Small Models > LLMs
This blog post is NOT about LLMs!! The term Model is barely mentioned now-a-days without a prefix — as “Large Language Models” have reshaped the technical landscape.
A model is an abstract representation of a process that is composed of both behaviors (actions) and attributes (data). A good model allows for a system to be more predictable and easier to understand. A great model can also reduce the code complexity of a program.
Building Functional Models
Functional programming philosophy tells us that any problem can be solved via a reductionist approach: the developer decomposes a problem into functions, and then re-composes those functions into a solution.
This same paradigm is can be formally applied using petri-net models. First, we model the problem to be solved as a series of events. Then, by linking actions with input and output states, we compose these events into a full solution.
Net Analysis
Petri-nets are a formal analysis tool providing a formal foundation at design time, but we can also use them to make assertions about our program at runtime.
One useful attribute for analysis is reachability:
Given an input state, can the petri-net state machine be transformed into a target state?
Another testable property is boundedness:
Does this net model a closed system? Can a given place ever hold more than N tokens? Does the system ever create or destroy tokens?
The last property we hilight is liveness:
Can the network reach a state where no transformations are possible? under what conditions does the network reach this halting state?

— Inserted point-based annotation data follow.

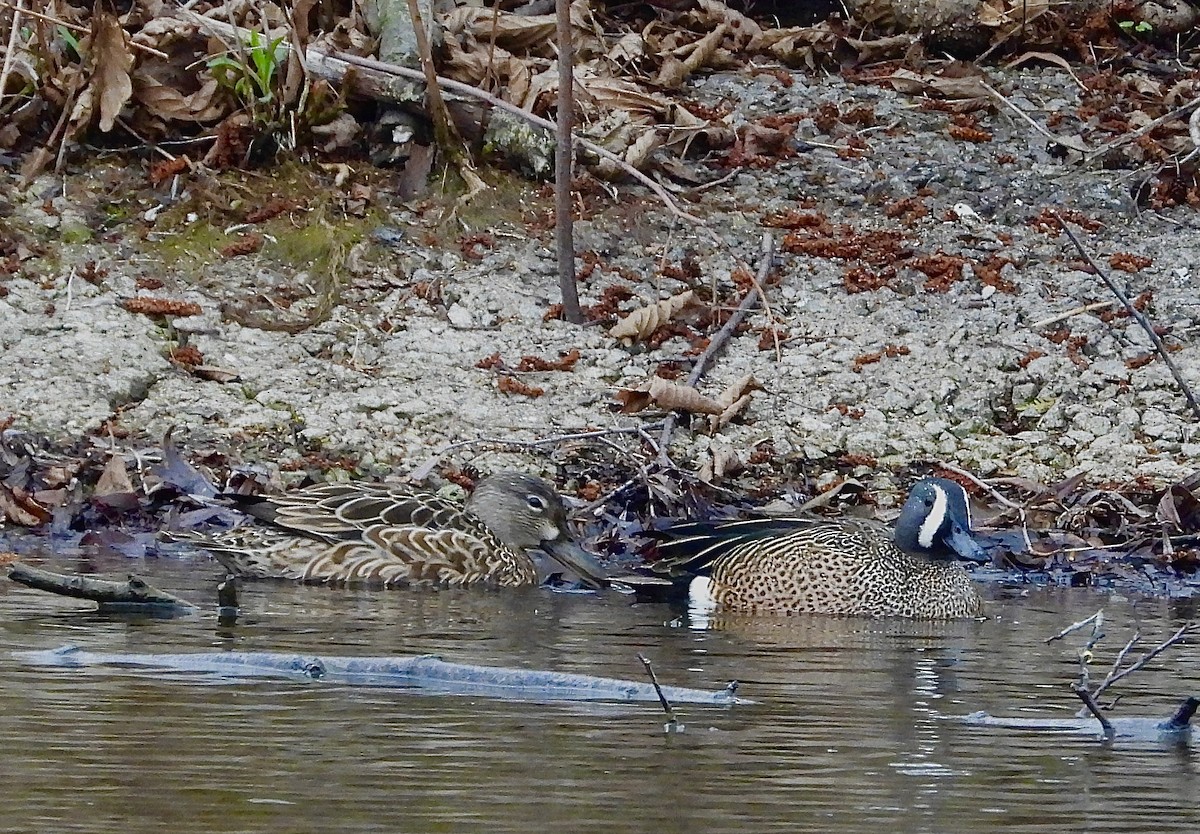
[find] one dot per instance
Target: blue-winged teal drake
(391, 535)
(833, 567)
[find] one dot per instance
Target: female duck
(395, 537)
(834, 567)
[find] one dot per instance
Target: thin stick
(75, 27)
(1093, 708)
(1141, 131)
(1114, 677)
(672, 721)
(12, 46)
(424, 471)
(313, 54)
(1071, 313)
(107, 593)
(1065, 143)
(564, 157)
(1139, 317)
(1077, 627)
(719, 340)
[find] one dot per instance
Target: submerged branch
(133, 592)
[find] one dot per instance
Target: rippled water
(849, 733)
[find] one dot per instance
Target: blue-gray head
(936, 522)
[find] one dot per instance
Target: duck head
(526, 513)
(936, 522)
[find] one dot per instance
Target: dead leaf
(114, 479)
(641, 323)
(112, 60)
(19, 508)
(666, 395)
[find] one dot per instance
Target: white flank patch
(934, 519)
(700, 595)
(700, 604)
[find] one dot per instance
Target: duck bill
(579, 562)
(965, 545)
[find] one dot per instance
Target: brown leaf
(19, 508)
(669, 396)
(112, 60)
(114, 479)
(641, 323)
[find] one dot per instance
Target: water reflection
(849, 736)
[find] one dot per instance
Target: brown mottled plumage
(395, 537)
(834, 567)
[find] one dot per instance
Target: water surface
(849, 732)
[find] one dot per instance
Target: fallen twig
(72, 27)
(325, 65)
(1069, 144)
(1138, 316)
(1075, 627)
(107, 593)
(1092, 707)
(1133, 136)
(424, 471)
(1071, 313)
(718, 341)
(672, 721)
(1114, 676)
(564, 159)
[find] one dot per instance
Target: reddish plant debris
(1074, 348)
(989, 273)
(1024, 361)
(763, 453)
(853, 412)
(163, 171)
(246, 244)
(1127, 262)
(877, 249)
(743, 280)
(862, 280)
(592, 262)
(490, 363)
(591, 491)
(769, 337)
(1057, 336)
(689, 269)
(514, 385)
(965, 127)
(473, 246)
(798, 220)
(889, 351)
(909, 209)
(90, 274)
(564, 363)
(941, 268)
(1045, 221)
(610, 300)
(187, 354)
(274, 208)
(153, 306)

Many of these properties can be analyzed through simulation. The petri-net itself is an executable schema. Pflow leverages this ability to interact with a model as a way to let users perform these checks simply by running model in a browser.
Conclusion
Building models into our code can improve design and the execution. Small models are comprehensible a user and developer alike. For a software developer, using a state machine for problem solving applies rigor at both design-time and program runtime. As a user, models can inform and educate about the state of a running process while interacting with a program. Check out the resources below how to use models in your code:
Visit https://pflow.xyz/docs-petri-net-101 to learn more about petri-nets, or try to compose one yourself using the editor https://pflow.xyz/editor.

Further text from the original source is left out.